Petit-Un n’aime pas écrire. Pas du tout. Sa maîtresse nous a expliqué qu’en plus d’une motricité fine pas terrible, notre ainé refuse d’abandonner ses jeux pour faire des exercices. Par dérogation, Petit-Un travaille donc un jouet sur la table. Et comme parfois il n’a vraiment pas envie, il fait juste des gribouillis, histoire qu’on lui lâche la grappe. (Je reconnais le fils de son père.)

Realisation - Petit-Un - Papillon

Bien qu’ayant confiance en la maitresse, je suis heurtée dans ma conception de l’apprentissage. Sans parler d’un enseignement à coups de fouet, il me semble qu’apprendre demande un minimum de discipline. Si l’on attend que l’enfant ait envie de faire ses lignes d’écriture… il est possible qu’on attende longtemps! Si l’on accepte que l’enfant ait un jeu sur la table… pas sûr qu’il se concentre sur son exercice…

Je m’en suis voulu de penser ça. Je me suis senti l’âme d’un tyran. J’ai essayé de penser autrement. Vraiment. De toutes mes forces. Et j’ai échoué. Alors, on a commencé à faire de l’écriture à la maison, suivant mon régime dictatorial. Petit-Un a écrit. Les premiers soirs il a râlé, mais maintenant nous aimons tous beaucoup notre rendez-vous d’étude quotidien.

Je ne souhaite critiquer aucune méthode. Juste souligner les différences, et mes difficultés à faire miennes des pratiques éloignées de mes expériences et de mes références. A l’inverse, les enfants sont finalement plus souples et semblent s’adapter assez facilement aux règles de l’adulte référent.

 

Barrières linguistiques et barrières culturelles

Au-delà des divergences de systèmes, avec l’école à l’étranger, j’ai découvert la difficulté d’être un parent de culture et de langue différentes. Malgré mon anglais correct, je m’inquiète à chaque communication avec les enseignants.
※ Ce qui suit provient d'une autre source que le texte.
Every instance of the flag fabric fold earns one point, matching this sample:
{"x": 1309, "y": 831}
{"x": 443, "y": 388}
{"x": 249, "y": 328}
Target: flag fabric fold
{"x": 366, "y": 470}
Je passe dix minutes quand je dois rédiger un texto à la maîtresse, je vérifie la syntaxe de toutes mes phrases avant d’envoyer un mail, et je fais des insomnies avant les réunions parent-prof…
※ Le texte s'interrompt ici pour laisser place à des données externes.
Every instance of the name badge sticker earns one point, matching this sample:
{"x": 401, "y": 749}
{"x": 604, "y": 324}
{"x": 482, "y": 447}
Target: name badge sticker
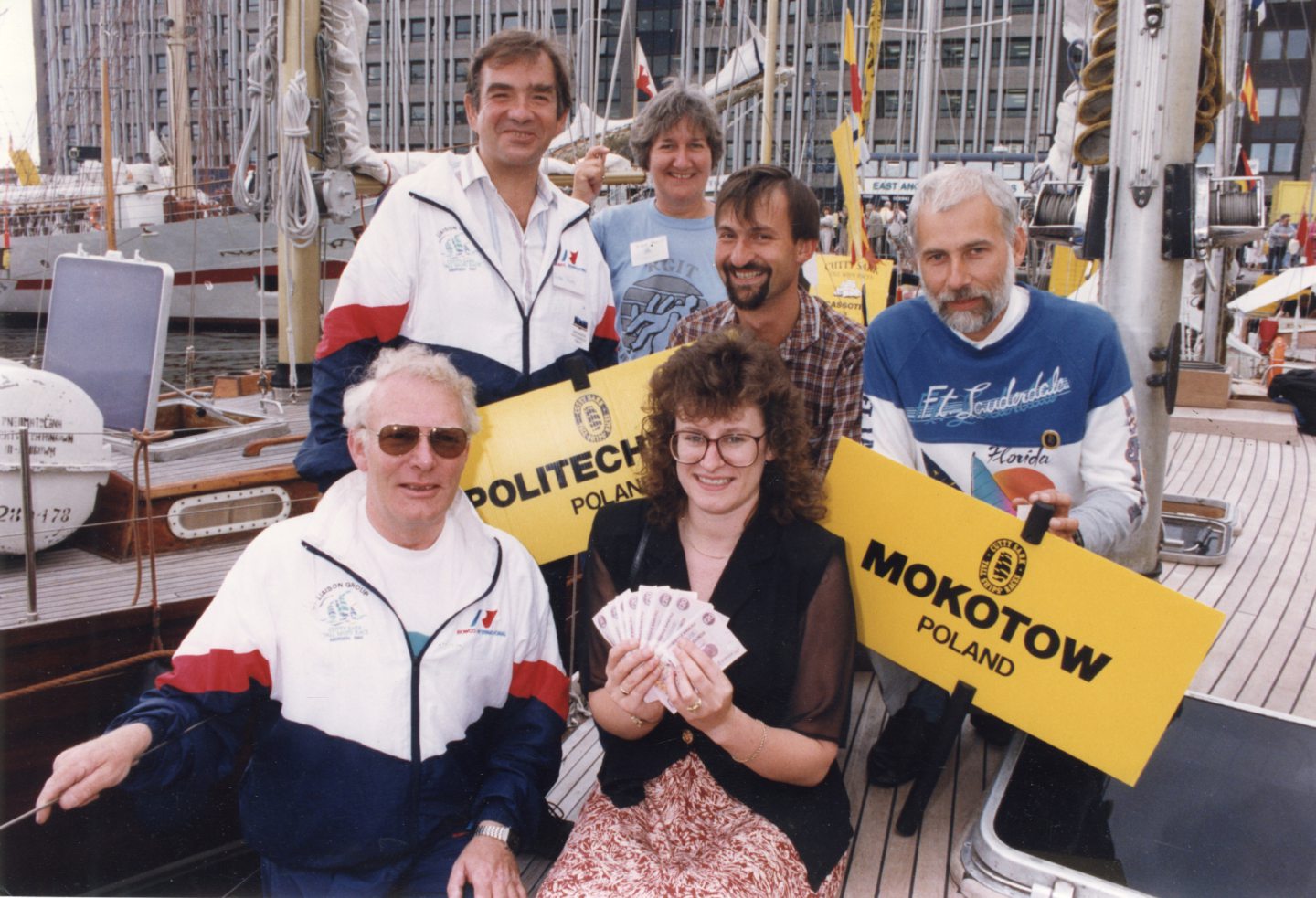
{"x": 570, "y": 278}
{"x": 649, "y": 250}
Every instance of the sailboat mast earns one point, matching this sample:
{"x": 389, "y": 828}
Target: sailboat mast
{"x": 769, "y": 80}
{"x": 299, "y": 266}
{"x": 179, "y": 121}
{"x": 1152, "y": 124}
{"x": 107, "y": 149}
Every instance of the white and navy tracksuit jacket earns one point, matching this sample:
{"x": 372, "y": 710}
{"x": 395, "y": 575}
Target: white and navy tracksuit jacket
{"x": 364, "y": 752}
{"x": 433, "y": 269}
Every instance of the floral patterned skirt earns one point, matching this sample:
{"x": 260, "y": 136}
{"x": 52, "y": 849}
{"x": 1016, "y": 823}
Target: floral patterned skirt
{"x": 687, "y": 838}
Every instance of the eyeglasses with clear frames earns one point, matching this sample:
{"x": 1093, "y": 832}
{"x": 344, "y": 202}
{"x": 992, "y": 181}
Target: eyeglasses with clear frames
{"x": 736, "y": 449}
{"x": 400, "y": 439}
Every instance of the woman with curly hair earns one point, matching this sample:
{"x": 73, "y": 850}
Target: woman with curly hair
{"x": 738, "y": 792}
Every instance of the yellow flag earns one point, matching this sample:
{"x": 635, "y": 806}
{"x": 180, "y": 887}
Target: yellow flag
{"x": 870, "y": 57}
{"x": 848, "y": 50}
{"x": 843, "y": 143}
{"x": 27, "y": 174}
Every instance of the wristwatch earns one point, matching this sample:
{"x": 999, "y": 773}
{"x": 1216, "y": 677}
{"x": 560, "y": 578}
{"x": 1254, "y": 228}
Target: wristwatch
{"x": 502, "y": 832}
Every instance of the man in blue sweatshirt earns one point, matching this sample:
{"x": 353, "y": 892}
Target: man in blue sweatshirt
{"x": 1005, "y": 392}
Sur le même thème, imaginez mon désarroi, le jour où la maîtresse nous a demandé d’habiller les enfants avec des vêtements à « pattern » (=motifs)! J’ai fait tous les dictionnaires d’Internet et Google Image pour vérifier l’acception la plus juste de « pattern ». Au matin dit, j’ai changé trois fois Petit-Un de tee-shirt avant de l’envoyer à l’école, ayant pris soin de rajouter une tenue de secours dans son sac, avec un autre « pattern »… on n’est jamais trop prudent!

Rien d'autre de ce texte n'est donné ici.